There is a significant effort to implement personalized approaches to cancer treatment, tailoring therapeutic choices based on the genomic profile of each patient’s cancer. Scientists at the HudsonAlpha Institute for Biotechnology recently contributed to this effort by publishing a paper in Clinical Cancer Research describing the results of a study that explored gene expression and metabolic signatures in ovarian cancer to discover both markers of treatment response and potential therapeutic targets.
Ovarian cancer treatment limitations
Despite considerable progress in cancer treatments over the last 50 years, ovarian cancer remains the deadliest gynecological cancer in the United States. According to the American Cancer Society, an estimated 19,880 cases of ovarian cancer will be diagnosed in the U.S. in 2022. An estimated 12,810 women are expected to die from the disease due largely to inadequate early screening and a high incidence of disease recurrence after treatment.

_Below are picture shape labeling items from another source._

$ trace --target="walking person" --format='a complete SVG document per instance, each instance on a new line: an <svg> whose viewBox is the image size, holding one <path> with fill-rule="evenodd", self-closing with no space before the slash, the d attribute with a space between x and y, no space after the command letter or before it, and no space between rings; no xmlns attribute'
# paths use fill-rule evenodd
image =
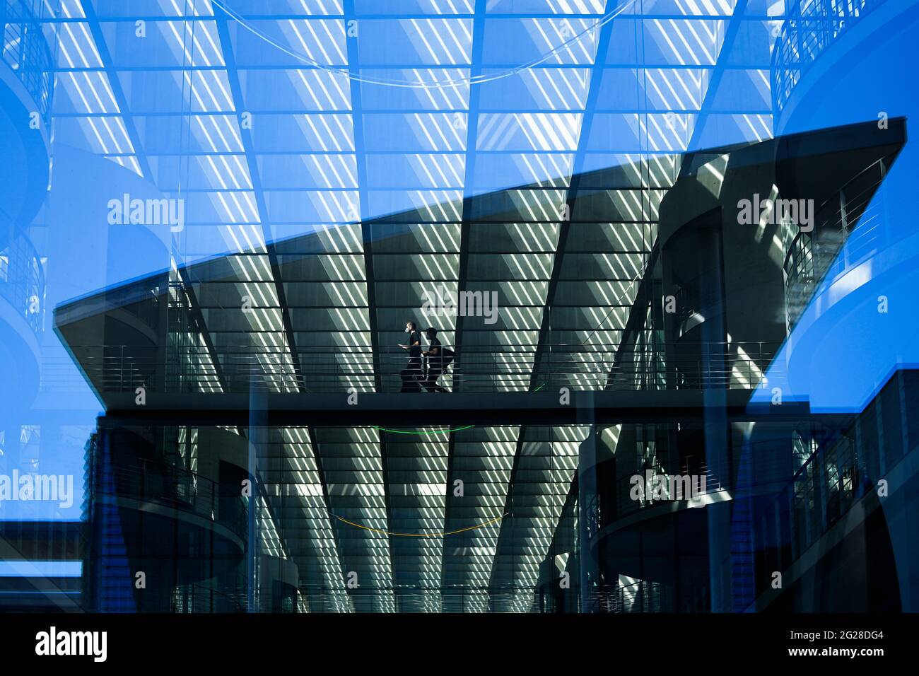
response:
<svg viewBox="0 0 919 676"><path fill-rule="evenodd" d="M403 386L400 392L421 392L424 372L421 364L421 331L414 322L405 322L405 333L408 334L408 344L400 348L408 350L408 361L405 368L399 373L402 376Z"/></svg>
<svg viewBox="0 0 919 676"><path fill-rule="evenodd" d="M428 343L427 349L422 351L427 361L427 372L424 381L425 389L428 392L447 392L437 384L437 378L444 372L444 349L440 345L440 340L437 339L437 329L429 327L425 329L425 335L427 337Z"/></svg>

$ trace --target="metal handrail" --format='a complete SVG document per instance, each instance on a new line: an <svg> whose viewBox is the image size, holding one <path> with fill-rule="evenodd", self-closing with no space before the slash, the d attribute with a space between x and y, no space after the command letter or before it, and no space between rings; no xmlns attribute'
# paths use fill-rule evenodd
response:
<svg viewBox="0 0 919 676"><path fill-rule="evenodd" d="M196 472L142 460L135 466L119 464L113 486L114 489L96 482L93 493L156 502L204 516L236 535L244 537L248 533L248 508L242 494L225 495L220 484ZM229 509L233 504L239 509Z"/></svg>
<svg viewBox="0 0 919 676"><path fill-rule="evenodd" d="M28 237L17 232L0 250L0 297L22 315L36 336L44 327L45 273Z"/></svg>
<svg viewBox="0 0 919 676"><path fill-rule="evenodd" d="M660 354L649 355L641 348L560 344L544 351L539 363L534 363L535 345L470 346L457 355L439 384L453 392L537 392L559 387L595 391L753 389L761 384L763 372L779 347L778 343L766 342L681 341L663 345ZM403 350L374 355L366 345L299 349L297 368L286 349L246 346L247 351L242 351L240 346L236 352L221 346L219 369L211 362L212 353L203 347L190 346L180 354L165 356L154 346L70 348L100 394L130 393L138 387L166 393L344 393L351 388L398 392L403 385L401 372L408 366ZM671 355L669 359L664 358L666 354ZM611 379L611 374L616 377ZM648 375L654 378L636 378ZM62 380L73 380L73 370L57 369L49 363L42 378L43 388L65 389L67 383Z"/></svg>
<svg viewBox="0 0 919 676"><path fill-rule="evenodd" d="M3 61L9 65L39 107L46 125L51 122L54 92L54 61L40 17L26 0L3 0Z"/></svg>
<svg viewBox="0 0 919 676"><path fill-rule="evenodd" d="M777 118L795 86L840 35L886 0L799 0L772 52L773 111ZM797 11L796 11L797 10Z"/></svg>

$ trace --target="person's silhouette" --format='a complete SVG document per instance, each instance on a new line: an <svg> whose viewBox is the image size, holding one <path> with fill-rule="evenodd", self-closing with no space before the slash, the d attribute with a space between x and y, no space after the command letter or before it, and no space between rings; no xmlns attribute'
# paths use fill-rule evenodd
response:
<svg viewBox="0 0 919 676"><path fill-rule="evenodd" d="M447 392L437 384L437 378L444 372L444 350L437 339L437 329L429 327L425 329L425 335L427 337L428 342L427 349L422 352L427 361L427 373L424 382L425 389L428 392Z"/></svg>
<svg viewBox="0 0 919 676"><path fill-rule="evenodd" d="M405 333L408 334L408 344L399 347L408 350L408 361L402 370L403 386L400 392L421 392L421 382L424 374L421 370L421 332L414 322L405 322Z"/></svg>

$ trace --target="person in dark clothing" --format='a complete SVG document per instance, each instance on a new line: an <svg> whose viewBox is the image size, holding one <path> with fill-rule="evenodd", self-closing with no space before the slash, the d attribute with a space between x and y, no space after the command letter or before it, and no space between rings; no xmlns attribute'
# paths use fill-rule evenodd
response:
<svg viewBox="0 0 919 676"><path fill-rule="evenodd" d="M443 348L437 339L437 329L430 327L425 329L425 335L427 337L428 342L427 349L422 351L427 361L427 373L424 382L425 389L428 392L447 392L437 384L437 378L444 372Z"/></svg>
<svg viewBox="0 0 919 676"><path fill-rule="evenodd" d="M421 384L424 380L421 364L421 331L414 322L405 322L405 333L408 334L408 344L399 347L408 350L408 361L400 372L403 379L400 392L421 392Z"/></svg>

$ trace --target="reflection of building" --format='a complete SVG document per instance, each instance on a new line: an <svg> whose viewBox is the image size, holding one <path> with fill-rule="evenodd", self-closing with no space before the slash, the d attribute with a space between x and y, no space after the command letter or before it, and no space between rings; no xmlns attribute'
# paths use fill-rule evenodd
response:
<svg viewBox="0 0 919 676"><path fill-rule="evenodd" d="M3 0L0 28L0 393L7 423L32 403L39 387L45 282L28 225L48 186L53 77L51 55L34 3ZM6 463L18 463L18 424L3 430Z"/></svg>
<svg viewBox="0 0 919 676"><path fill-rule="evenodd" d="M857 419L783 401L783 384L763 373L787 337L789 308L807 301L786 265L800 223L742 223L738 203L754 195L812 200L814 248L832 258L841 191L879 163L889 166L903 140L896 120L883 132L868 124L678 158L616 342L547 327L535 349L506 336L495 345L489 335L513 328L513 316L499 312L494 328L479 317L448 341L458 355L446 395L398 393L405 357L382 346L419 310L415 291L386 277L385 257L374 261L382 279L369 277L372 293L363 297L375 320L369 331L357 327L369 335L358 345L340 339L337 323L348 319L335 299L365 285L336 281L325 261L341 246L337 235L354 228L274 245L273 273L287 299L277 308L240 278L241 256L59 306L56 330L106 405L89 449L85 603L744 610L776 602L763 576L777 556L775 569L789 579L778 600L803 607L792 580L808 574L805 564L837 565L811 562L813 547L858 518L854 508L871 499L871 485L890 477L894 486L905 466L897 460L908 456L911 436L883 464L871 448L913 424L913 374L896 374L882 404ZM572 251L560 254L606 255L615 233L604 223L615 205L603 186L620 173L576 177L584 188L565 226ZM879 183L862 187L866 200ZM508 245L524 242L504 225L508 195L520 189L471 205ZM855 233L860 217L848 212ZM373 234L367 244L412 250L425 229L403 220L364 223ZM256 266L263 258L248 256ZM527 283L540 282L514 292L526 296ZM499 298L511 292L497 286ZM564 297L565 312L592 306L589 294ZM370 298L404 309L387 316ZM604 321L596 317L595 332ZM273 327L289 329L289 342L265 340ZM879 406L899 418L875 432L864 419ZM856 452L843 458L840 440L853 430L861 430ZM632 477L649 471L704 475L705 492L691 500L630 497ZM813 498L775 511L789 490L799 499L805 479ZM896 490L912 504L899 478ZM778 534L770 534L773 522ZM858 556L856 536L847 537L838 546ZM888 544L862 552L868 568L888 569L891 546L909 549Z"/></svg>

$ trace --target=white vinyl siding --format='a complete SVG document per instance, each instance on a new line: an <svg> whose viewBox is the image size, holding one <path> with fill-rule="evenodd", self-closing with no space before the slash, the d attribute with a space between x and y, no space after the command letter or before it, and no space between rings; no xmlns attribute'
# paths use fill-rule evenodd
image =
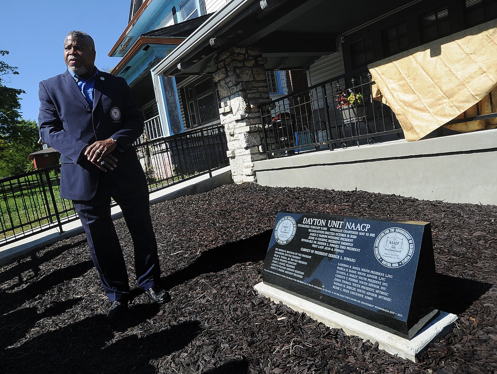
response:
<svg viewBox="0 0 497 374"><path fill-rule="evenodd" d="M320 83L345 73L341 46L338 52L324 56L309 67L309 86Z"/></svg>
<svg viewBox="0 0 497 374"><path fill-rule="evenodd" d="M214 13L226 5L226 0L205 0L205 10L208 14Z"/></svg>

Ovarian cancer originates from three types of ovarian cells that develop into different tumors—epithelial cells, germ cells, and stromal cells. There are also subtypes of tumors within each type of ovarian cancer, each with its own molecular, morphological, and clinical features. This makes it difficult for researchers and physicians to quickly and non-invasively determine the best therapy for a patient, monitor whether a treatment is working effectively, or predict if the patient will experience disease recurrence.
HudsonAlpha Institute for Biotechnology Faculty Investigator Sara Cooper, PhD, and her longtime clinical collaborator Rebecca Arend, MD, an assistant professor in the University of Alabama at Birmingham (UAB) Division of Gynecologic Oncology along with associate scientist in the Experimental Therapeutics Program at the UAB Comprehensive Cancer Center, have been working together for several years to identify new drugs, new drug targets, and new combinations of drugs to overcome current ovarian cancer treatment limitations.
Using genomic and metabolic analysis to inform treatment decisions
In their new study, the research team set out to integrate gene expression data and metabolic data from tumors and benign tissue to gain a more complete picture of a type of epithelial ovarian tumor called high-grade serous ovarian carcinoma. Cancer cells can alter their metabolism to support increased energy use due to their continuous growth and rapid proliferation. Metabolic reprogramming is a hallmark of cancer that contributes to chemoresistance, metastatic potential, and suppression of immune cells, but it has not been widely studied in ovarian cancer.
“Our study combined gene expression profiles with metabolic analysis in tumors to try to identify new pathways that can be targeted for treatment,” says Cooper. “We found diverse gene expression and metabolic differences across subtypes of high-grade serous tumors, which supports the use of genomic and metabolic information to help select treatments and predict treatment outcomes on an individualized basis.”
The group found that many patients had tumor gene expression profiles associated with known targetable pathways. In addition, they identified several promising biomarkers of response to treatment and new therapeutic targets.
Looking beyond primary tumors could help predict treatment resistance
The vast majority of genomics research interrogates primary tumor tissue, but important clues for how to treat patients, especially those with recurrent disease can be found in patient samples taken after treatment or from outside the primary tumor. The research team compared pre-treatment and post-treatment tumor tissue to study individual responses to chemotherapy. They found that chemotherapy caused changes in gene expression and activity of the WNT signaling pathway, which is involved in immune cell maintenance and renewal. The group found data to support that altered WNT activity in post-chemotherapy tumor tissue was connected to a weakened immune response in the tumor, suggesting that WNT signaling could be a promising therapeutic target to enhance immune function.
In advanced-stage ovarian cancer, fluid and cells called ascites fluid can build up in the patient’s abdomen. Ascites fluid is a known contributor to poor patient outcomes by facilitating metastasis and contributing to therapeutic resistance. Cooper and Arend’s groups set out to explore the possibility that markers of treatment resistance might be found in ascites, in addition to post-treatment tissue.
Their analysis comparing pre-chemotherapy tumor tissue and ascites cells from the same patient showed significant differences in gene expression profiles, including changes in tumor cell subtypes. Combined with previous studies, these findings indicate that ascites fluid contains a subset of resistant, more stem cell-like cells, which likely contribute to disease recurrence. Analysis of post-treatment tissue and ascites fluid could help better inform treatment decisions and monitor disease recurrence.
The study highlights some of the challenges in identifying precision medicine approaches for ovarian cancer patients, but it also supports the use of genomic and metabolic information to help select treatment, predict treatment outcomes, and identify potential new therapeutic targets to achieve better results for ovarian cancer patients.
Funding from the Tie the Ribbons event and other donations to HudsonAlpha’s ovarian cancer research program helped make this research possible.
Byline: Sarah Sharman, PhD, Science writer
Reference: Arend RC, et al. Metabolic Alterations and WNT Signaling Impact Immune Response in HGSOC. Clin Cancer Res. (2022) 28(7):1433-1445. DOI: 10.1158/1078-0432.CCR-21-2984.